Yaz tatili devam ederken...

Günler hızla akıp gidiyor... Yaz tatilimizin son haftasına girdik.. Zaman nasıl akıyor anlamıyoruz. Bir telaş, bir koşuşturmaca, bol bol deniz, güneş ve çocuklar...

Defneye soruyoruz, "evimi özledim, oyuncaklarımı, yatağımı özledim.. Arkadaşlarımı özledim" diyor.. Ne kadar çok eğlense de, keyif alsa da evini özlüyor.. Burda pek arkadaşı olamadı. Ama kuzenleri var. 3 erkek :) Kendinden 4 - 6 ve 9 yaş büyük erkek kuzenler... Ev kalabalık, her yerden birileri çıkıyor, sakin kalmak mümkün değil. Çekirdek aileye mensup benim için bu kadar kalabalık bir ortamda aynı çatı altında yaşamak biraz zorlayıcı bir yarışma gibi...Bir nevi "survivor"...

Defne ise kendini aşıyor.. Hedefi kuzenlerinin yaptıklarını yapabilmek... İlk geldiğimizde kolluklarla yüzebilen ama boyunu geçmeyen kızım kollukları çıkarttı, sadece göbeğinde onu suyun uzerinde tutmaya yarayan bir çeşit yüzme yardımcısıyla (Tam olarak adının ne olduğunu bilemiyorum, ama linkten bakabilirsiniz) taaaaaa ilerdeki dubaya kadar gidiyor, dubadan atlıyor ve ordan sahile kadar yüzüyor. Hatta sörf tahtasıyla gelen kuzenleriyle denizde buluşuyor, tahtanın üzerine çıkıyor ve "hadi adaya gidelimmmm" diyor.... Ve şuan 4 yaşında... Seneye ne yapacak, nereye gitmek isteyecek bilemiyorum... :)

Çocukların birbirlerini iyi etkilemeleri çok güzel. Ama bir de bunun tam ters durumu var.. Kötü etkilenme... İyi yaptığın şeyleri, sırf başkaları kötü yapıyor diye, yapmamaya başlamak.. Yemek alışkanlıkları değişiyor, konuşma alışkanlıkları değişiyor.. Her türlü şey değişebiliyor.. İşin önemli olan kısmı bu değişimlerin sadece yaza özgü mü olacağı yoksa bunların hep böyle mi devam edeceği...Bunu da evimize döndüğümüzde göreceğiz tabii...

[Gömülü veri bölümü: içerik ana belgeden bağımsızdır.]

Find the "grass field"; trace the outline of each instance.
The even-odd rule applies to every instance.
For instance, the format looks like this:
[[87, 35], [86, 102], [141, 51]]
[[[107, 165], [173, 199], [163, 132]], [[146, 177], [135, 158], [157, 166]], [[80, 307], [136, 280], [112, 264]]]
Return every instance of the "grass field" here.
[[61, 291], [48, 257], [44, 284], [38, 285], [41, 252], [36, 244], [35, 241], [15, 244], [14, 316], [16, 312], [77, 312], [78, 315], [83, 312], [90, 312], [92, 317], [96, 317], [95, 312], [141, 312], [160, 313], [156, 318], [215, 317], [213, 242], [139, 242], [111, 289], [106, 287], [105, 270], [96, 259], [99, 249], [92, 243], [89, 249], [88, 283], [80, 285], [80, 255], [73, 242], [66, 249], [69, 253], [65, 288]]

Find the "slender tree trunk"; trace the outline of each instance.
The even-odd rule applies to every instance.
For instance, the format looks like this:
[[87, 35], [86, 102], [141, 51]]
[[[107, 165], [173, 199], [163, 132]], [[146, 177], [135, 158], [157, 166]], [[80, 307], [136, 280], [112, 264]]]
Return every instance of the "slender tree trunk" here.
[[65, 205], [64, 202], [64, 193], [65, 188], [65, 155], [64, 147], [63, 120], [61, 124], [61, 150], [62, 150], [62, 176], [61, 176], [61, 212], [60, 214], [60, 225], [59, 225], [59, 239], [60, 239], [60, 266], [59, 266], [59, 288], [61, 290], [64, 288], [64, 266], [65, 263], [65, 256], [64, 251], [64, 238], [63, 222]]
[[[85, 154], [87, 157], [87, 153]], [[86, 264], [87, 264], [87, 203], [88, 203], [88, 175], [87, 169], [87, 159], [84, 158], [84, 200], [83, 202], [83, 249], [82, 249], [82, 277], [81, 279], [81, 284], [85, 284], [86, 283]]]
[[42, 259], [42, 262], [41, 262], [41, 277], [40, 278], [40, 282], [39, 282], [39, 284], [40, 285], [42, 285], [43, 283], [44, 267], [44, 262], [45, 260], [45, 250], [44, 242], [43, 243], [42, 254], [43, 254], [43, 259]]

Tatil ne kadar güzel olsa da, kaldığın yer 10 yıldızlı bir otel de olsa (mesela) insanın evi gibisi yok... Fazla uzun misafirlik hem evsahibini hem de diğer herkesi yoruyor... Evim evim güzel evim diye boşuna dememişler...

Evimmmm eviiimmm güzelll evimmmm, az kaldı bekle biziiii... :)

4 Ağustos 2011 Perşembe

İyi ki doğmuşsun güzel kızım...

Bir zamanlar büyükler derdi de inanmazdım... Daha doğrusu tam anlamını çok anlamazdım.. Ama sanırım artık biz de o orta yaş üstü, bir çokları için "büyük" denilen gruba girdik.. Çünkü artık ben de 'zaman su gibi akıp gidiyor' diyorum ve anlamını çok iyi anlıyorum...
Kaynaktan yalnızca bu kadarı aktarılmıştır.